Bugianesi, E, Gentilcore, E, Manini, R, Natale, S, Vanni, E, Villanova, N, David, E, Rizzetto, M, Marchesini, G
The American journal of gastroenterology. 2005;(5):1082-90
Abstract
OBJECTIVES Metformin proved useful in the treatment of nonalcoholic fatty liver disease (NAFLD), but its superiority over nutritional treatment and antioxidants has never been demonstrated. We aimed to compare the usefulness of metformin versus prescriptive diet or vitamin E. METHODS In an open label, randomized trial, nondiabetic NAFLD patients were given metformin (2 g/day; n = 55) for 12 months. The control cases were given either vitamin E (800 IU/day; n = 28) or were treated by a prescriptive, weight-reducing diet (n = 27). Outcome measures were liver enzymes, insulin resistance (homeostasis model assessment), parameters of the metabolic syndrome, and histology. RESULTS Aminotransferase levels improved in all groups, in association with weight loss. The effects in the metformin arm were larger (p < 0.0001), and alanine aminotransferase normalized in 56% of cases (odds ratio (OR) versus. controls, 3.11; 95% confidence interval (CI), 1.56-6.20; p= 0.0013). In multivariate analysis, metformin treatment was associated with higher rates of aminotransferase normalization, after correction for age, gender, basal aminotransferases, and change in body mass index (OR, 5.98; 95% CI, 2.05-17.45).

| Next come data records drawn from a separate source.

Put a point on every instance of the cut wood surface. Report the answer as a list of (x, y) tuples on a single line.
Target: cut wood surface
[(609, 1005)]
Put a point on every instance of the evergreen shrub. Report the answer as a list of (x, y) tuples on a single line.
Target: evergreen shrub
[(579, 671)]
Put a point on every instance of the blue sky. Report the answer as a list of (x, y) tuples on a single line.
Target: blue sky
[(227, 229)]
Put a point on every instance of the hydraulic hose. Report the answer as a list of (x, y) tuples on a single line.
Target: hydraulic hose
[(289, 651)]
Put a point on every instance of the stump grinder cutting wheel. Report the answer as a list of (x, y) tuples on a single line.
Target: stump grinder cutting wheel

Differences were maintained when the two control groups were separately analyzed. The distribution of positive criteria for the metabolic syndrome was reduced only in the metformin arm (p= 0.001, signed rank test). A control biopsy in 17 metformin-treated cases (14 nonresponders) showed a significant decrease in liver fat (p= 0.0004), necroinflammation, and fibrosis (p= 0.012 for both). No side effects were observed during metformin treatment. CONCLUSIONS Metformin treatment is better than a prescriptive diet or vitamin E in the therapy of NAFLD patients receiving nutritional counseling. Limited histological data support an association between improved aminotransferases and biopsy findings, which require confirmation in a double-blind trial with appropriate statistical power based on liver histology.